The three migration chains
| Chain | Directory | Filename pattern | Sequence key |
|---|---|---|---|
| Console (Alembic) | console/migrations/versions/ |
NNNN_<slug>.py |
4-digit zero-padded prefix |
| Raptor (Alembic) | backend_v2/alembic/versions/ |
NNNN_<slug>.py |
4-digit zero-padded prefix |
| Queue (sqitch) | queue/migrations/sqitch/sqitch.plan |
NN-<slug> change entry |
2-digit prefix in plan file |
Each chain's sequence numbers must be globally unique within that chain. Two PRs claiming the same number in the same chain is a migration-number collision.
Why collisions happen
All feature-dev agents branch from main at dispatch time. Each agent picks the
next available number with:
ls console/migrations/versions/ | sort | tail -1
When two or more agents dispatch in the same wave, they all see the same "last number on main" and claim the same next number. The first PR to merge wins; the second breaks the Alembic chain and requires a renumber hotfix.
How the CI guard works
.github/workflows/migration-collision-check.yml runs on every PR that touches:
- console/migrations/versions/**
- backend_v2/alembic/versions/**
- queue/migrations/sqitch/sqitch.plan
It calls scripts/ci/check_migration_collision.py, which:
- Diffs this PR against its base SHA to find new migration files / sqitch entries.
- Extracts the sequence number from each (the leading
NNNNorNNprefix). - Calls
gh pr list --json number,filesto get all other open PRs' changed files. - Detects any other open PR with the same sequence number in the same chain.
- If a collision is found: exits 1 and posts a PR comment naming the colliding PR and the next available number.
The check completes in under 15 seconds (no DB, no Docker) and runs as a
first-pass gate before the heavier migration-gate job.
Running the guard locally
# From repo root. Replace <base-sha> with origin/main or the PR base commit.
python3 scripts/ci/check_migration_collision.py \
--base-sha origin/main \
--pr-number 0
No --post-comment flag in local runs — comment posting requires GH_TOKEN.
Expected clean output:
check_migration_collision: base='origin/main' pr=0
Found 1 new migration(s) in this PR:
[console] 0193 — console/migrations/versions/0193_promote_my_feature.py
Found 0 migration file(s) across 0 other open PR(s).
No migration-number collisions detected. OK.
Renumber procedure (when a collision is detected)

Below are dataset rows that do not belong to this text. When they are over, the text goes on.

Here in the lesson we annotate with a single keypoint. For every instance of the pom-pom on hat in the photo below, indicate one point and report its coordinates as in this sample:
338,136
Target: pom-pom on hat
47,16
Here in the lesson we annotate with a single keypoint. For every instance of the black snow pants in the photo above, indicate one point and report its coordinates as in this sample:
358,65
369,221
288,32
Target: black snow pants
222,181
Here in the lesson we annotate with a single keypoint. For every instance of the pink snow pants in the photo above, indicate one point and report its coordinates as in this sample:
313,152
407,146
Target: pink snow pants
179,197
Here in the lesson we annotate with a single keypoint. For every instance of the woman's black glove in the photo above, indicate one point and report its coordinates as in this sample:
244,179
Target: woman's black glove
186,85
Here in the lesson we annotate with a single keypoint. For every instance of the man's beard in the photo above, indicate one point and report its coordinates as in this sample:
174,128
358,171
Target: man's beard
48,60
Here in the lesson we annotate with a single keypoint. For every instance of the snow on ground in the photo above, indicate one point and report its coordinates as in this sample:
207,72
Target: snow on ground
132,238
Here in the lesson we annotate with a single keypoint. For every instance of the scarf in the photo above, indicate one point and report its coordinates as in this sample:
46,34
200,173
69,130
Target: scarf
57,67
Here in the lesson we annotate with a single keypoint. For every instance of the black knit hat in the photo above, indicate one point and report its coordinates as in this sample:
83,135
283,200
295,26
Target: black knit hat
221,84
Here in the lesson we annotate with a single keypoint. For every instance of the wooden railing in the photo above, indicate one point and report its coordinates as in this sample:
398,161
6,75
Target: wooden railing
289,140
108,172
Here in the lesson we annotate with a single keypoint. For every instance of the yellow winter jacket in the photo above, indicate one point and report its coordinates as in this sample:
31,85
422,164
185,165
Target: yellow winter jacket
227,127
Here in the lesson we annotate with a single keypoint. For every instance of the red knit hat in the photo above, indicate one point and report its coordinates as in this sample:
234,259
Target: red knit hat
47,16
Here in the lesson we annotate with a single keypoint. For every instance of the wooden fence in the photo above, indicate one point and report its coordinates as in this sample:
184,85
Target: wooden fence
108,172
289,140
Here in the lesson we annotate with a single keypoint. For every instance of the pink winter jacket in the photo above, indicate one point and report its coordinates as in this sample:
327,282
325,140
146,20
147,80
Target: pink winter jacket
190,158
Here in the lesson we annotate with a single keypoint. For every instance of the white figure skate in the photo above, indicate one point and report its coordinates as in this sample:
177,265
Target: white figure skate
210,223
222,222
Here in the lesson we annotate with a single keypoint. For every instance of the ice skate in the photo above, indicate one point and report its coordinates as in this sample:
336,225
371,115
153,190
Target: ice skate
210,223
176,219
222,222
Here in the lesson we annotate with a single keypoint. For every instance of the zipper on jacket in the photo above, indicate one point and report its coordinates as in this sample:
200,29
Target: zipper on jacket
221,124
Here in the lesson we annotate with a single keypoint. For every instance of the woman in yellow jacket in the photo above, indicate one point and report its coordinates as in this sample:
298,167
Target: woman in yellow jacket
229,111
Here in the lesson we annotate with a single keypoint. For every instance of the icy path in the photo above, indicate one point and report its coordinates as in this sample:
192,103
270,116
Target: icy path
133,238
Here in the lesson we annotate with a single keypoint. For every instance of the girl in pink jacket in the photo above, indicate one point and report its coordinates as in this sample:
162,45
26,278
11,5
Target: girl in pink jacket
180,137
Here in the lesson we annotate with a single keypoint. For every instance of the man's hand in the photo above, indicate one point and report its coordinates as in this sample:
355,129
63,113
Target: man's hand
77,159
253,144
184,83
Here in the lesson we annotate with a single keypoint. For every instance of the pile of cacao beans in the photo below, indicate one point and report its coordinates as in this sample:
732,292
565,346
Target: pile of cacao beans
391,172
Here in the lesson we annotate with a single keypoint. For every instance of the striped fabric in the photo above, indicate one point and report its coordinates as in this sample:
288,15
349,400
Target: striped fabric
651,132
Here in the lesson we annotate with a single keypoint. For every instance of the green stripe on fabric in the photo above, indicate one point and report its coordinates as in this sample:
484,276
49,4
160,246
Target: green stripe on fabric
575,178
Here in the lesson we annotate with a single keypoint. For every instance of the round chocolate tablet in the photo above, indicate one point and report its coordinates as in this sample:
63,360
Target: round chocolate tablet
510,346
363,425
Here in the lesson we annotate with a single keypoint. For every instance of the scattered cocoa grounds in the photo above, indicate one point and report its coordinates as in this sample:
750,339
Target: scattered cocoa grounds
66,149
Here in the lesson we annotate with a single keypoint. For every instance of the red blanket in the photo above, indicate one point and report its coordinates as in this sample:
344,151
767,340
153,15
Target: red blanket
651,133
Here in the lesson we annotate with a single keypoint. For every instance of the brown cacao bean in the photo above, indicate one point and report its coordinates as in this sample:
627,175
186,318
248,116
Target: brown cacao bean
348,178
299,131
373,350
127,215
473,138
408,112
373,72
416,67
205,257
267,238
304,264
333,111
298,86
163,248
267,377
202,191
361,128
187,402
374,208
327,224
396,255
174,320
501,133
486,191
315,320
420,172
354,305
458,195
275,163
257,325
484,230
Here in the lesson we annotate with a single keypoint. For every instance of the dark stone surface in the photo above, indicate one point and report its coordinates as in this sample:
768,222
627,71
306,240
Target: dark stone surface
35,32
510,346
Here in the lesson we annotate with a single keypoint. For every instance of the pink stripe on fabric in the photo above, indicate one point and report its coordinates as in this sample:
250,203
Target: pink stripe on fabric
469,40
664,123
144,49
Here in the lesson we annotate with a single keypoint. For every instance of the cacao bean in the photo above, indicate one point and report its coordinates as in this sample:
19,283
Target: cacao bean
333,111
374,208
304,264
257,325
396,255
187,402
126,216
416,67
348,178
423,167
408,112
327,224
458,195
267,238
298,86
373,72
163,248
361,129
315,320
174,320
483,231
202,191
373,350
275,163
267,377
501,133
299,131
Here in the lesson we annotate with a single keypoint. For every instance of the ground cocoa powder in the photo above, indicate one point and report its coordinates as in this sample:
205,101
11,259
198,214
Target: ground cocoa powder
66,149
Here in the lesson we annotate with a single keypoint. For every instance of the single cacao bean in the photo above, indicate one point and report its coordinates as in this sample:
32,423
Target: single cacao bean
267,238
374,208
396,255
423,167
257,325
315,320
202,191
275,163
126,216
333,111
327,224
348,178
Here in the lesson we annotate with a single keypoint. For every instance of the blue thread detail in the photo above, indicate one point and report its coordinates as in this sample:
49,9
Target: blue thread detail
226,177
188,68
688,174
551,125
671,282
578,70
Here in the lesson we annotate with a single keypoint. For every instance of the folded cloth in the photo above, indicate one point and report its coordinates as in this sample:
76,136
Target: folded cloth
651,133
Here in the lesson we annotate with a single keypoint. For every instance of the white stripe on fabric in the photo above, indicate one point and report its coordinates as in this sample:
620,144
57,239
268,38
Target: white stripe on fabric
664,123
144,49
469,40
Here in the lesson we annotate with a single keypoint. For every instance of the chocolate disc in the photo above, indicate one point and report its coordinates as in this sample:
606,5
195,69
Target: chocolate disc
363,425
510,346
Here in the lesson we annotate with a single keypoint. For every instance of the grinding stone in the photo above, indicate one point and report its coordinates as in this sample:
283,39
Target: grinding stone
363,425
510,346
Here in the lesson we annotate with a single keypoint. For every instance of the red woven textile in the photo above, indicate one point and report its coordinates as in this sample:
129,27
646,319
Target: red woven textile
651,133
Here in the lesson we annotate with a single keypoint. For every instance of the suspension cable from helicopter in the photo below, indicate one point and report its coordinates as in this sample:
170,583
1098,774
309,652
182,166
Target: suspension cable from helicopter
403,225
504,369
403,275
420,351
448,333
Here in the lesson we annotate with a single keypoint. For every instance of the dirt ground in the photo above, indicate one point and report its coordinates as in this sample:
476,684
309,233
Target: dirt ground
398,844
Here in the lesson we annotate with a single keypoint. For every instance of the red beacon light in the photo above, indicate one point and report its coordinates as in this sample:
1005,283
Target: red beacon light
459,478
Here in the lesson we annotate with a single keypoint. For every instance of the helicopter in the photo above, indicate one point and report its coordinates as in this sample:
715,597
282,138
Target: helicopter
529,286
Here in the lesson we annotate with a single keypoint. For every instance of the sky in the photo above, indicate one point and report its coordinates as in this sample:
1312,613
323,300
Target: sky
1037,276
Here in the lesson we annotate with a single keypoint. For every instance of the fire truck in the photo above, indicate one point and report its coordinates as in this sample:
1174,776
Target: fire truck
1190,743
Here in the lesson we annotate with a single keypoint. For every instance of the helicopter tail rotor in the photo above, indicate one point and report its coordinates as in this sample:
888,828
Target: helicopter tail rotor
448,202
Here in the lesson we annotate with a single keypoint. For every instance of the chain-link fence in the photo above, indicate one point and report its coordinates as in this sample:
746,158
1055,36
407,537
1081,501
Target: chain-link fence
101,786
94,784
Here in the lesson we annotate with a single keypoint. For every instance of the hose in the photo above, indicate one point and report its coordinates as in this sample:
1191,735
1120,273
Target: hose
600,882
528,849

Follow this checklist when the migration-collision-check job fails OR when two
open PRs have the same migration number and you need to renumber one.
1. Identify the next available number
The CI comment tells you. Or compute manually:
# Console — find highest number currently on main
ls console/migrations/versions/ | grep -E '^\d{4}_' | sort | tail -1
# Raptor
ls backend_v2/alembic/versions/ | grep -E '^\d{4}_' | sort | tail -1
# Queue — find highest sqitch entry
grep -E '^\d{2,4}-' queue/migrations/sqitch/sqitch.plan | sort | tail -1
Check all open PRs on GitHub for any intermediate numbers already claimed but not yet merged. Use the next unclaimed number.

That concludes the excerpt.